Business agreements often contain a provision that provides the parties agree that a breach constitutes irreparable harm entitling the non-breaching party to injunctive relief to enforce the agreement. These provisions are designed to protect the terms of the agreement and make it easier for the non-breaching party to secure an injunction while a claim is pending. In Martin Marietta Materials v. Vulcan Materials, the Delaware Supreme Court held that contractual provisions as to irreparable harm suffice to establish that element for the purpose of issuing injunctive relief.
In the area of noncompete agreements, employers often use these provisions as a means to “stipulate” that a violation would cause irreparable harm and thus entitle the company to an injunction preventing the employee from working competitively. Whether a court applying Delaware law will honor such a provision contained in an employment noncompete — and issue a preliminary injunction in the case of a breach — is another matter. While no Delaware court has formally ruled on this issue, here are a few key points to keep in mind.

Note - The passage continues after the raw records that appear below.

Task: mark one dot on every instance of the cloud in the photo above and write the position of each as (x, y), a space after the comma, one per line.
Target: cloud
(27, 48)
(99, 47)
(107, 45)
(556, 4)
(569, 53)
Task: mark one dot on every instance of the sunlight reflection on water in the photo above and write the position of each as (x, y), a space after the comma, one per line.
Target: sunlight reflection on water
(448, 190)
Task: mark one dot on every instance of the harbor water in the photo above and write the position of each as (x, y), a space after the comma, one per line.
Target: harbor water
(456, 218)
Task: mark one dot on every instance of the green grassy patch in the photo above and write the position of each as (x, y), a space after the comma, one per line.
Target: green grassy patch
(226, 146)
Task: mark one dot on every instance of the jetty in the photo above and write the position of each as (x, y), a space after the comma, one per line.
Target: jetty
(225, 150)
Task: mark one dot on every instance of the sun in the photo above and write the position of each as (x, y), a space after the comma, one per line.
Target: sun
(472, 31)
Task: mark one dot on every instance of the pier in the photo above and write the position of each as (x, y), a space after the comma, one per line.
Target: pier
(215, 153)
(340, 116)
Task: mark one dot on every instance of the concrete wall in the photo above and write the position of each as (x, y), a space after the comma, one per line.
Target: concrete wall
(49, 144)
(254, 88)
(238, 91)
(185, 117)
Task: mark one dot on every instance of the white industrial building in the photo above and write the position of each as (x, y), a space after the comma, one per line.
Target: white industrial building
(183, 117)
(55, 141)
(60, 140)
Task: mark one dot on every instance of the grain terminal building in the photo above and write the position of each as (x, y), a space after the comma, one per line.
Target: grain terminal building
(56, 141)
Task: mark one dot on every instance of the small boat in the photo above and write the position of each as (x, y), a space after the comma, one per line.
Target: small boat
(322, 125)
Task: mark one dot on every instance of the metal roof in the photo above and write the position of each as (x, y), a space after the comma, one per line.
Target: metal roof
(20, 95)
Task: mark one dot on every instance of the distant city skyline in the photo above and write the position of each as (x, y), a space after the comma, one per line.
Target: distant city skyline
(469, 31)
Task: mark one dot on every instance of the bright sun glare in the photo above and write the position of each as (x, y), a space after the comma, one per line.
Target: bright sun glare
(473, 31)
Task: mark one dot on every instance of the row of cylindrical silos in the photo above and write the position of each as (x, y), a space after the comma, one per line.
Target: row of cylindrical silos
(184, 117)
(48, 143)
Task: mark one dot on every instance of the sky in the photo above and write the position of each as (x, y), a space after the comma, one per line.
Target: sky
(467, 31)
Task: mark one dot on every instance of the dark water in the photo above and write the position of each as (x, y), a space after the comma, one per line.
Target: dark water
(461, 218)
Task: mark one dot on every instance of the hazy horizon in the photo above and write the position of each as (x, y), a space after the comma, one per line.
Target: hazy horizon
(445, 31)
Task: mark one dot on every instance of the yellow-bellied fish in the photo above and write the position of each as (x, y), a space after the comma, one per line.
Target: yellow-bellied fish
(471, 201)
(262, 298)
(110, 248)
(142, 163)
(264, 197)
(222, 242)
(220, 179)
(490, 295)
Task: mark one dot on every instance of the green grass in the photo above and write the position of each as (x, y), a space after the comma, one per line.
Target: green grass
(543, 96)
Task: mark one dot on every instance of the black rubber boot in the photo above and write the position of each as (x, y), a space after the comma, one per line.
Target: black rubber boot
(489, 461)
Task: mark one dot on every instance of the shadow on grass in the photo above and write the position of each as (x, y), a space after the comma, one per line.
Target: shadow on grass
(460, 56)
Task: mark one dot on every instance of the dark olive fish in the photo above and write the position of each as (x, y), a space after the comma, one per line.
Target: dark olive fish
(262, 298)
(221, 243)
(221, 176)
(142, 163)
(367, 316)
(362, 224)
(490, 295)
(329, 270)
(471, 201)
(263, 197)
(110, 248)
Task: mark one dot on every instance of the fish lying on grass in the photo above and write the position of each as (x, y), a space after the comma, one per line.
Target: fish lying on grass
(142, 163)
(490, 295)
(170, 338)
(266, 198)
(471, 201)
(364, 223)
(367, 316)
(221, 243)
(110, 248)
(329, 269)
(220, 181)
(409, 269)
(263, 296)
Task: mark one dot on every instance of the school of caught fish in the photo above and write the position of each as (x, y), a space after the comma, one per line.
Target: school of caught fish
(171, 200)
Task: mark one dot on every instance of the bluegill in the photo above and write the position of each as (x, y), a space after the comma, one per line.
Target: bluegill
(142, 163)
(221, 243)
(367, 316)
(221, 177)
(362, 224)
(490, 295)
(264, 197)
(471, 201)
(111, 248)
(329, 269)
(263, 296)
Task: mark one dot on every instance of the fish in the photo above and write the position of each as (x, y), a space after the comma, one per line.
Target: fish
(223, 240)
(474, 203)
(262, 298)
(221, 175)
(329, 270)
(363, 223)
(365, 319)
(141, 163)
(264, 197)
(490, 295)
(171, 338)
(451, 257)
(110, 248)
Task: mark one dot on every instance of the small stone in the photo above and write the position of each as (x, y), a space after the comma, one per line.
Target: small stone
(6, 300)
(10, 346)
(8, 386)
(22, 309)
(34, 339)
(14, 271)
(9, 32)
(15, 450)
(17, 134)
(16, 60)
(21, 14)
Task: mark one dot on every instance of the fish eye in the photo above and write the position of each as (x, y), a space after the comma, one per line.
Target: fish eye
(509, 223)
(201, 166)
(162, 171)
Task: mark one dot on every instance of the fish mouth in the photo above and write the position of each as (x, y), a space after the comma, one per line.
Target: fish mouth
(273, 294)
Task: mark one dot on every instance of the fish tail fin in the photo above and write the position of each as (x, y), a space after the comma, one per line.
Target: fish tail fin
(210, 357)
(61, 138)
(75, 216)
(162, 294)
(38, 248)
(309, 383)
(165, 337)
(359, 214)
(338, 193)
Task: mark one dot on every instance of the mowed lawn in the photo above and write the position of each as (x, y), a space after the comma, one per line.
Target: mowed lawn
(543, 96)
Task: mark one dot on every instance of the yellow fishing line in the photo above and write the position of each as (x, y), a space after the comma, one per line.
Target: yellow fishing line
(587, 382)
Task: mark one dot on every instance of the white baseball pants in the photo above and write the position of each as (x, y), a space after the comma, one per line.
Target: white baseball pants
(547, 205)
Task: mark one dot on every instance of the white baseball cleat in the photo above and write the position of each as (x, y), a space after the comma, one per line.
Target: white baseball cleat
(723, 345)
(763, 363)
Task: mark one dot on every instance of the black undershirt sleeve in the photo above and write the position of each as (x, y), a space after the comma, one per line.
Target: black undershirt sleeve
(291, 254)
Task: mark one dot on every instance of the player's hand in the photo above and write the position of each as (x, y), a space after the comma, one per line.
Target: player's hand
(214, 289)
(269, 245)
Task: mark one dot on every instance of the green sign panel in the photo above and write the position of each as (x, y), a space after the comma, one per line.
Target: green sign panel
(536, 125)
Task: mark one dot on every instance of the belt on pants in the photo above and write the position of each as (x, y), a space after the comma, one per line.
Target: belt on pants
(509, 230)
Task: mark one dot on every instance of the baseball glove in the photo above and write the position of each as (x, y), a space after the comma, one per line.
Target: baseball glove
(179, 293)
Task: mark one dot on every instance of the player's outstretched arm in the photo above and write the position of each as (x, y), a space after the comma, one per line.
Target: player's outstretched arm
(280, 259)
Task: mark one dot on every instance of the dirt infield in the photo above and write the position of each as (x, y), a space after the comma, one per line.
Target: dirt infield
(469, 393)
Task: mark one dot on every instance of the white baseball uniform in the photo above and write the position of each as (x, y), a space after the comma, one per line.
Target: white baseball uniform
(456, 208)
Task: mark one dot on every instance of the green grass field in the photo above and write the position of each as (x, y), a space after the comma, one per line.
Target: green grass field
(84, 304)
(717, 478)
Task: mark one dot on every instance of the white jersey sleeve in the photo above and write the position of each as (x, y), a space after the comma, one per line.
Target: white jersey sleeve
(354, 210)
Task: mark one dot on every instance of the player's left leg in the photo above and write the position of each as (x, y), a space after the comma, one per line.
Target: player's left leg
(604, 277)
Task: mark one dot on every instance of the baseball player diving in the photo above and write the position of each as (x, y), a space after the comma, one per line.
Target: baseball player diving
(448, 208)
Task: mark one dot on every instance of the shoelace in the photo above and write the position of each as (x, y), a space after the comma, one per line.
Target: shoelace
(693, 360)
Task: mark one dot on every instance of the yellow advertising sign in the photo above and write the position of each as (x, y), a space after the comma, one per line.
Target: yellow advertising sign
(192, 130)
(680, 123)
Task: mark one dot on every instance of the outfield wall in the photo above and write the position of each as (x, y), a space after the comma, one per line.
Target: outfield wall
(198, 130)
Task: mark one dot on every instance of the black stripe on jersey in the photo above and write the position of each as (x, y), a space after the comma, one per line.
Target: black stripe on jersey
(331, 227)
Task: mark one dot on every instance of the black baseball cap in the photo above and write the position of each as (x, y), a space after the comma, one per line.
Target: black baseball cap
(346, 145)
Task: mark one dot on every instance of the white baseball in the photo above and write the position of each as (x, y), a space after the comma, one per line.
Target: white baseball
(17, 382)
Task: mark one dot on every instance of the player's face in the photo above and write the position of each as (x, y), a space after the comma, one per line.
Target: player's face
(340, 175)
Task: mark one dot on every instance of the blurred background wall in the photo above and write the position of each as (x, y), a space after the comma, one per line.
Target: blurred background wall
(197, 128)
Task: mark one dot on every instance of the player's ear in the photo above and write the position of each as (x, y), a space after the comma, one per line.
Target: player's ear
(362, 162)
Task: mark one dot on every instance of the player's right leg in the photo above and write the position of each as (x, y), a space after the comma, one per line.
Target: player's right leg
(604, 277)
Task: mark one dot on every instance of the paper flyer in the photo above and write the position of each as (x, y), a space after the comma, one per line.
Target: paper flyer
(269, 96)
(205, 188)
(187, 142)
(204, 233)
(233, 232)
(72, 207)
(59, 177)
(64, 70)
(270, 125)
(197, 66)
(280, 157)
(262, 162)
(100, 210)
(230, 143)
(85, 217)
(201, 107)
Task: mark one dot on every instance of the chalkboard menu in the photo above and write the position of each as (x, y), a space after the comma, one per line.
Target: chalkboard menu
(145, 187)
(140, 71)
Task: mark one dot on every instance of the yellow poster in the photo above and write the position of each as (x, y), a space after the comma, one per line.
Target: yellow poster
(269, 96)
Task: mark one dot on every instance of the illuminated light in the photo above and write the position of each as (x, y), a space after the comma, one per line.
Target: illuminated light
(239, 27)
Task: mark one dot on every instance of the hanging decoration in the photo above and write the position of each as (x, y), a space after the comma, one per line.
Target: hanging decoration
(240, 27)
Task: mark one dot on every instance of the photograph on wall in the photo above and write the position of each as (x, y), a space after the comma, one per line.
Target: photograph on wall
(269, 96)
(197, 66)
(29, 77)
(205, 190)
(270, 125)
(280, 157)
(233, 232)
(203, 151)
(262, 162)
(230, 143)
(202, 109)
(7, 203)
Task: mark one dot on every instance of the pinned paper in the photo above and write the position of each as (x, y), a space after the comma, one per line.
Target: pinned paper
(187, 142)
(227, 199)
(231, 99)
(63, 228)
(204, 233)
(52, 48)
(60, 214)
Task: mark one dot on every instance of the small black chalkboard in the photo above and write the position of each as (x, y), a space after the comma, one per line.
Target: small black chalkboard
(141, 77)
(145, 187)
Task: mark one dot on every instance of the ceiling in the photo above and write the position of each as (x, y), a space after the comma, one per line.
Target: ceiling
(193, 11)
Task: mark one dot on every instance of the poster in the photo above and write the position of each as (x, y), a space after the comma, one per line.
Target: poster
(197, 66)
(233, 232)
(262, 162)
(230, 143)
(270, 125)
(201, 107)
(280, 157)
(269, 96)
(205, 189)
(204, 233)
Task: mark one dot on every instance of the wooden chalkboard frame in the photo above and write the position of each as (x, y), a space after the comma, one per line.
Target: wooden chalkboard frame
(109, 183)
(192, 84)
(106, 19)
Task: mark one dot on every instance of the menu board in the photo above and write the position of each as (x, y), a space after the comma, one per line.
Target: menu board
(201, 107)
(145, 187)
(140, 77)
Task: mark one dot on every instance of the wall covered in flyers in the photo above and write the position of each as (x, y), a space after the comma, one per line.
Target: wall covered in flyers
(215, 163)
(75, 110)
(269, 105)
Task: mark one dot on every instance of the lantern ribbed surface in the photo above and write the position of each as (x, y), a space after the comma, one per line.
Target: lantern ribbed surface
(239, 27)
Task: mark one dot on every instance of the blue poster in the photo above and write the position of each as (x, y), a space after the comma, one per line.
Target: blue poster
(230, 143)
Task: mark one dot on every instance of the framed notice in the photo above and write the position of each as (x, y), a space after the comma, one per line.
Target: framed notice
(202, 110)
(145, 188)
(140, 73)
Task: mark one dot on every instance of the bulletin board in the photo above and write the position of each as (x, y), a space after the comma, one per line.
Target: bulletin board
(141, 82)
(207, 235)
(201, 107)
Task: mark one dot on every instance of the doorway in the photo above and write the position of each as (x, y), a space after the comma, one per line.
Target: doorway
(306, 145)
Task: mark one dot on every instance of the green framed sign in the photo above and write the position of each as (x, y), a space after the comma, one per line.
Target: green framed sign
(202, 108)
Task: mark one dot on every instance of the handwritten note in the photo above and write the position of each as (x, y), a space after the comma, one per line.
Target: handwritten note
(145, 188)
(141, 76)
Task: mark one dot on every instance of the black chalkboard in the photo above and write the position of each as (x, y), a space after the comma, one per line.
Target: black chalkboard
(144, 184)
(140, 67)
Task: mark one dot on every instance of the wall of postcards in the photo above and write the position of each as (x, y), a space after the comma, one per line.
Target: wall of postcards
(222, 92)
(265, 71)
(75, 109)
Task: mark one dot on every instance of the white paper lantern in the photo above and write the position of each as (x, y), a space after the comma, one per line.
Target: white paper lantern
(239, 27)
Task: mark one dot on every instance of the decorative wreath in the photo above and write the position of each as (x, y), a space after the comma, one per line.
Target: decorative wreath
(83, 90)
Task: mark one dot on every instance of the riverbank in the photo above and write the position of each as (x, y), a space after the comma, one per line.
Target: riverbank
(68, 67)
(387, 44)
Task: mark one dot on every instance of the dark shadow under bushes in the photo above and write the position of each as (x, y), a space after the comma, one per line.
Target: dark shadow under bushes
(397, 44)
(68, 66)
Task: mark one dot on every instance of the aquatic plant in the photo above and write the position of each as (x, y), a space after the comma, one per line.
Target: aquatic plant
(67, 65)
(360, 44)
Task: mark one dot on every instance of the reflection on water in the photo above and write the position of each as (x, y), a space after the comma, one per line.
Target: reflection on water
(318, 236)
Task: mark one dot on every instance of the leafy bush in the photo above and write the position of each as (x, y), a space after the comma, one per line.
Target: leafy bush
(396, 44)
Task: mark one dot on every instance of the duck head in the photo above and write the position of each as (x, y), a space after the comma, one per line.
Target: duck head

First, it is clear that not all contractual provisions stipulating to irreparable injury will be automatically enforced. While generally Delaware courts give the parties broad leeway to determine the terms of an agreement, they will not enforce stipulated harm provisions where there is a danger that they could have the effect of “confer[ring] equitable jurisdiction” when there is none, or if there is clearly an available remedy of law. Gildor v. Optical Solutions, Inc., C.A. No. 1416-N (Del. Ch. June 5, 2006) (“Delaware courts do not lightly trump the freedom to contract and, in the absence of some countervailing public policy interest, courts should respect the parties’ bargain. … [A]s long as the parties did not include the irreparable harm stipulation as a sham, i.e., when an adequate remedy at law clearly exists, or simply as a means to confer jurisdiction on this court, then the stipulation will be upheld”).